The Salmon Act 1986 is a United Kingdom Act of Parliament which outlines legislation that covers legal and illegal matter within the salmon farming and fishing industries. Among the provisions in the Act, it makes it illegal to "handle salmon in suspicious circumstances", which is defined in law as when one believes, or could reasonably believe, that salmon has been illegally fished or that salmon—that has come from an illegal source—has been received, retained, removed, or disposed of.

Provisions
The act contains 69 paragraphs, dealing with a wide range of detailed matters relating to salmon fisheries. Matters covered include
 the definition and registration of "salmon fishery", the legal regulation of close seasons on such fisheries, and the constitution and governance of salmon fishery boards.
 regulation of the methods allowed for salmon fishing (specifically, giving the Secretary of State the power to define what is meant by various forms of net fishing)
 regulation of the trade-in salmon dealers.
A large part of the Act updates Victorian-era legislation, for instance, the Salmon Fisheries (Scotland) Act 1868.

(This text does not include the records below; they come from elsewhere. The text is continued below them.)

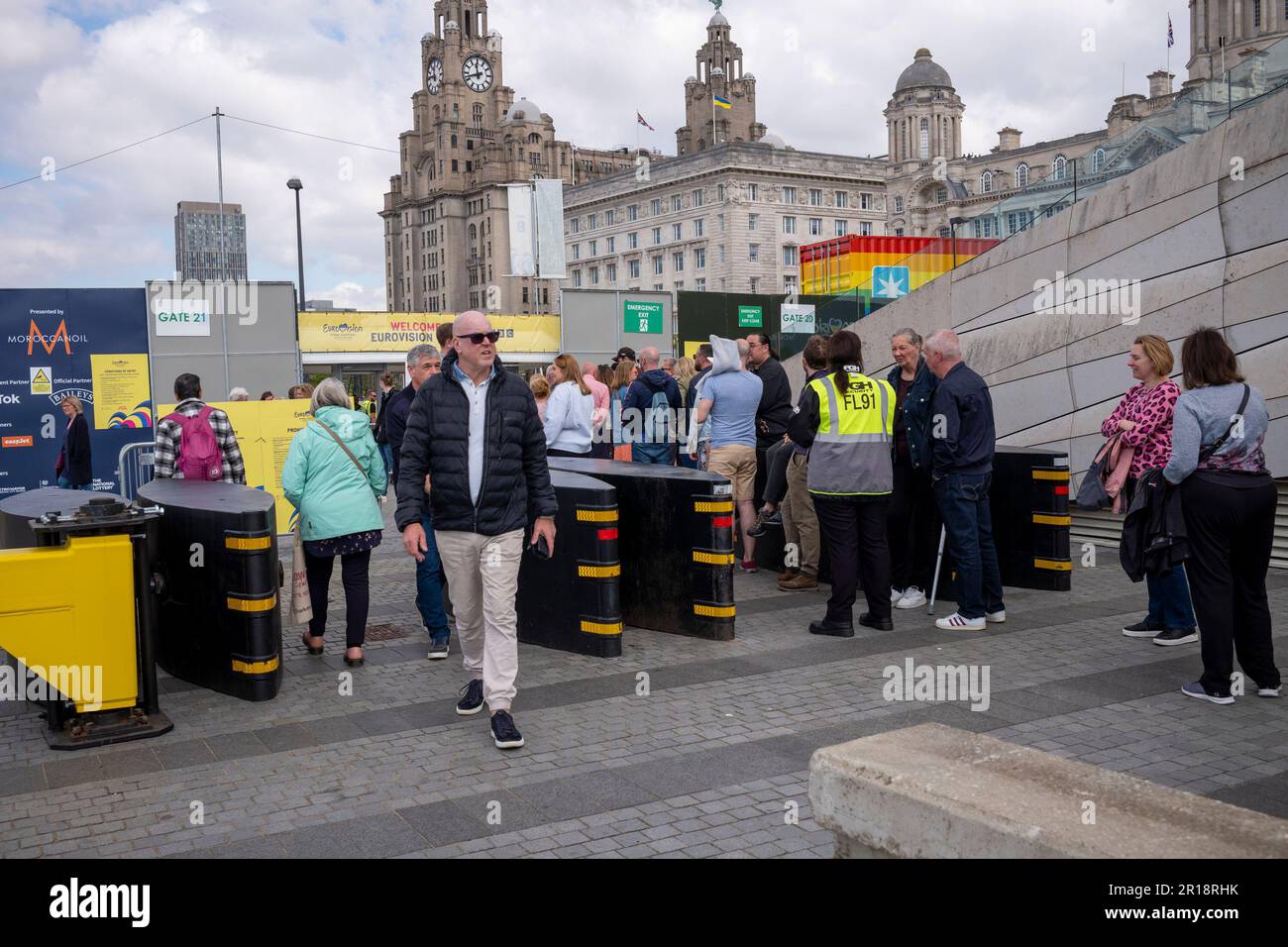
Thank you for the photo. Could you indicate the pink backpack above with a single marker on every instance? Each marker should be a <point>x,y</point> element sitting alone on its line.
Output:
<point>200,458</point>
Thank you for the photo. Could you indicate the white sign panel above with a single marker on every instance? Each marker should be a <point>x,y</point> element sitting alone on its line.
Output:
<point>180,316</point>
<point>798,318</point>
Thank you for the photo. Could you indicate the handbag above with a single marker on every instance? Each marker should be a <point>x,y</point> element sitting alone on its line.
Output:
<point>301,604</point>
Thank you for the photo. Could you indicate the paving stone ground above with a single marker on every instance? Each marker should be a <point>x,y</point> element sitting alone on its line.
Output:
<point>712,762</point>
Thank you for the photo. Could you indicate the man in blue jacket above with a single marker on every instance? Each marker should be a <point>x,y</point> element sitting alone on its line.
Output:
<point>655,397</point>
<point>962,440</point>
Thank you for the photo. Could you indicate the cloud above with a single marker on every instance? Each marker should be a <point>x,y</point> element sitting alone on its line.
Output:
<point>94,75</point>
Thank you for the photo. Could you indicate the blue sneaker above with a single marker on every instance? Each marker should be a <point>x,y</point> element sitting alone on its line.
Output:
<point>472,698</point>
<point>1196,689</point>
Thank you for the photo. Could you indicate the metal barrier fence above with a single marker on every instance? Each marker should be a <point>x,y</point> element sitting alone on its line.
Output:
<point>134,468</point>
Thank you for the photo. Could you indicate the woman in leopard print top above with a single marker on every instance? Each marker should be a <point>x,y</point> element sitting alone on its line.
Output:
<point>1144,416</point>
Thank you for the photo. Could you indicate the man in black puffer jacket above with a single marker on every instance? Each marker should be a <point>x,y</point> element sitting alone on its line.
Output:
<point>476,431</point>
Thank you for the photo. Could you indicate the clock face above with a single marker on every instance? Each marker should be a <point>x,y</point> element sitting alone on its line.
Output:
<point>477,73</point>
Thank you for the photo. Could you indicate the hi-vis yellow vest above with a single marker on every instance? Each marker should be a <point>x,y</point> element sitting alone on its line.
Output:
<point>850,455</point>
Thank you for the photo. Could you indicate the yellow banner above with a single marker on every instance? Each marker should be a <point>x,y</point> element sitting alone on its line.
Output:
<point>121,390</point>
<point>265,431</point>
<point>398,331</point>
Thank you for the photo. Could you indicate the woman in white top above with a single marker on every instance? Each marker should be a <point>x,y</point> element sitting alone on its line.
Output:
<point>570,412</point>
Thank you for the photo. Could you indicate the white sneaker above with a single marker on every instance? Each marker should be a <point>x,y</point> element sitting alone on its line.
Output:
<point>912,598</point>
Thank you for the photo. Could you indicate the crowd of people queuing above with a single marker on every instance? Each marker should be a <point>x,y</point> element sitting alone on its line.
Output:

Handling salmon in suspicious circumstances
Section 32 of the Act is headed "Handling Salmon in Suspicious Circumstances". This section creates an offence in England and Wales or Scotland for any person who receives or disposes of any salmon in circumstances where they believe, or could reasonably believe, that the salmon has been illegally fished. Essentially, this is a provision aimed at reducing salmon poaching by making the handling of poached salmon a criminal offence. Section 22 introduces a parallel provision into Scottish law.

This offence is often cited, without its context, in lists of quirky or absurd laws—often alongside archaic or downright mythical "laws".